Information retrieval from marine soundscape by using machine learning-based source separation
Tzu-Hao Lin 1, Tomonari Akamatsu 2, Yu Tsao 3, Katsunori Fujikura1
1 Department of Marine Biodiversity Research, Japan Agency for Marine-Earth Science and Technology, Japan
2 National Research Institute of Fisheries Science, Japan Fisheries Research and Education Agency, Japan
3 Research Center for Information Technology Innovation, Academia Sinica, Taiwan
In remote sensing of the marine ecosystem, visual information retrieval is limited by the low visibility in the ocean environment. Marine soundscape has been considered as an acoustic sensing platform of the marine ecosystem in recent years. By listening to environmental sounds, biological sounds, and human-made noises, it is possible to acoustically identify various geophysical events, soniferous marine animals, and anthropogenic activities. However, the sound detection and classification remain a challenging task due to the lack of underwater audio recognition database and the simultaneous interference of multiple sound sources. To facilitate the analysis of marine soundscape, we have employed information retrieval techniques based on non-negative matrix factorization (NMF) to separate different sound sources with unique spectral-temporal patterns in an unsupervised approach.

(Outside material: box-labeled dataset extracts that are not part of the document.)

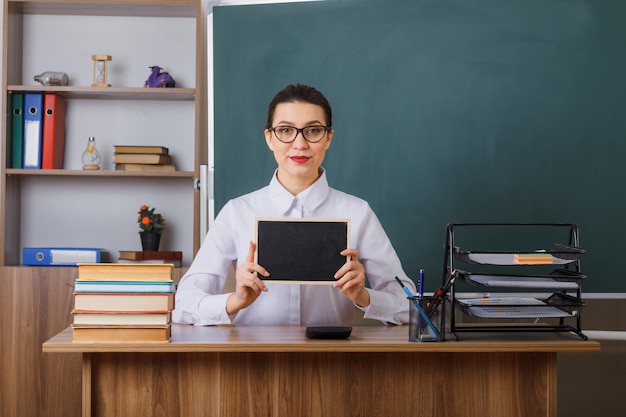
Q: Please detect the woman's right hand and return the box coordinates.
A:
[226,242,270,314]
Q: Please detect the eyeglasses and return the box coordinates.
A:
[269,125,332,143]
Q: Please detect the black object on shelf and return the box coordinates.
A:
[442,223,587,340]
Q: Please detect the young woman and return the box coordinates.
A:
[173,84,415,325]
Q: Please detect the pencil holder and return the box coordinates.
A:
[408,296,445,342]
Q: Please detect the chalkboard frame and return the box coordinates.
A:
[255,218,350,285]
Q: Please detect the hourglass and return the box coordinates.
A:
[91,55,111,87]
[81,136,100,170]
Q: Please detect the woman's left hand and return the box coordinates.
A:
[333,249,370,307]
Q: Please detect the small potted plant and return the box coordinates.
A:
[137,205,165,251]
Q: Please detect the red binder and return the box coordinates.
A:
[41,94,66,169]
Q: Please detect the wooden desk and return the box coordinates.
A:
[43,325,600,417]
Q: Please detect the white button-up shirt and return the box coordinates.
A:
[172,172,415,325]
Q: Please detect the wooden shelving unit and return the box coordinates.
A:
[0,0,208,266]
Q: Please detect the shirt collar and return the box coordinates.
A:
[269,168,330,215]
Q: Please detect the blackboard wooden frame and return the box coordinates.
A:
[255,218,350,285]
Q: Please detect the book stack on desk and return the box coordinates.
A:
[113,145,176,171]
[117,250,183,267]
[72,263,176,342]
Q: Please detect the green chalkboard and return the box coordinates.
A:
[212,0,626,293]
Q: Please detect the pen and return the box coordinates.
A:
[426,271,456,314]
[417,269,424,297]
[396,277,441,339]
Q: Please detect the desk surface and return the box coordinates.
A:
[43,324,600,352]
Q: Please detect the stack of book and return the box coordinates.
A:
[113,145,176,171]
[117,250,183,267]
[72,263,176,343]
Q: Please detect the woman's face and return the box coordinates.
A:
[265,102,333,191]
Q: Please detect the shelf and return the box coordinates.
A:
[442,223,587,340]
[6,169,194,178]
[0,0,208,267]
[456,293,585,319]
[454,244,585,266]
[7,85,196,101]
[9,0,196,17]
[456,268,586,291]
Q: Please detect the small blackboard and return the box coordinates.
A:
[256,218,350,284]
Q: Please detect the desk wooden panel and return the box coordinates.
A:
[43,325,599,417]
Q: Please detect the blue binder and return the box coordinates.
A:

NMF is a self-learning algorithm which decomposes an input matrix into a spectral feature matrix and a temporal encoding matrix. Therefore, we can stack two or more layers of NMF to learn the spectral-temporal modulation of k sound sources without any learning database . In this presentation, we will demonstrate the application of NMF in the separation of simultaneous sound sources appeared on a long-term spectrogram. In shallow water soundscape, the relative change of fish chorus can be effectively quantified even in periods with strong mooring noise . In deep-sea soundscape, cetacean vocalizations, an unknown biological chorus, environmental sounds, and systematic noises can be efficiently separated . In addition, we can use the features learned in procedures of blind source separation as the prior information for supervised source separation. The self-adaptation mechanism during iterative learning can help search the similar sound source from other acoustic dataset contains unknown noise types. Our results suggest that the NMF-based source separation can facilitate the analysis of the soundscape variability and the establishment of audio recognition database. Therefore, it will be feasible to investigate the acoustic interactions among geophysical events, soniferous marine animals, and anthropogenic activities from long-duration underwater recordings.
Improving acoustic monitoring of biodiversity using deep learning-based source separation algorithms
Mao-Ning Tuanmu1, Tzu-Hao Lin2, Joe Chun-Chia Huang1, Yu Tsao3, Chia-Yun Lee1
1Biodiversity Research Center, Academia Sinica, Taiwan
2Department of Marine Biodiversity Research, Japan Agency for Marine-Earth Science and Technology, Japan
3Research Center for Information Technology Innovation, Academia Sinica, Taiwan
Passive acoustic monitoring of the environment has been suggested as an effective tool for investigating the dynamics of biodiversity across spatial and temporal scales. Recent development in automatic recorders has allowed environmental acoustic data to be collected in an unattended way for a long duration. However, one of the major challenges for acoustic monitoring is to identify sounds of target taxa in recordings which usually contain undesired signals from non-target sources. In addition, high variation in the characteristics of target sounds, co-occurrence of sounds from multiple target taxa, and a lack of reference data make it even more difficult to separate acoustic signals from different sources. To overcome this issue, we developed an unsupervised source separation algorithm based on a multi-layer (deep) non-negative matrix factorization (NMF). Using reference echolocation calls of 13 bat species, we evaluated the performance of the multi-layer NMF in separating species-specific calls. Results showed that the multi-layer NMF, especially when being pre-trained with reference calls, outperformed the conventional supervised single-layer NMF. We also evaluated the performance of the multi-layer NMF in identifying different types of bat calls in recordings collected in the field. We found comparable performance in call types identification between the multi-layer NMF and human observers. These results suggest that the proposed multi-layer NMF approach can be used to effectively separate acoustic signals of different taxa from long-duration field recordings in an unsupervised manner. The approach can thus improve the applicability of passive acoustic monitoring as a tool to investigate the responses of biodiversity to the changing environment.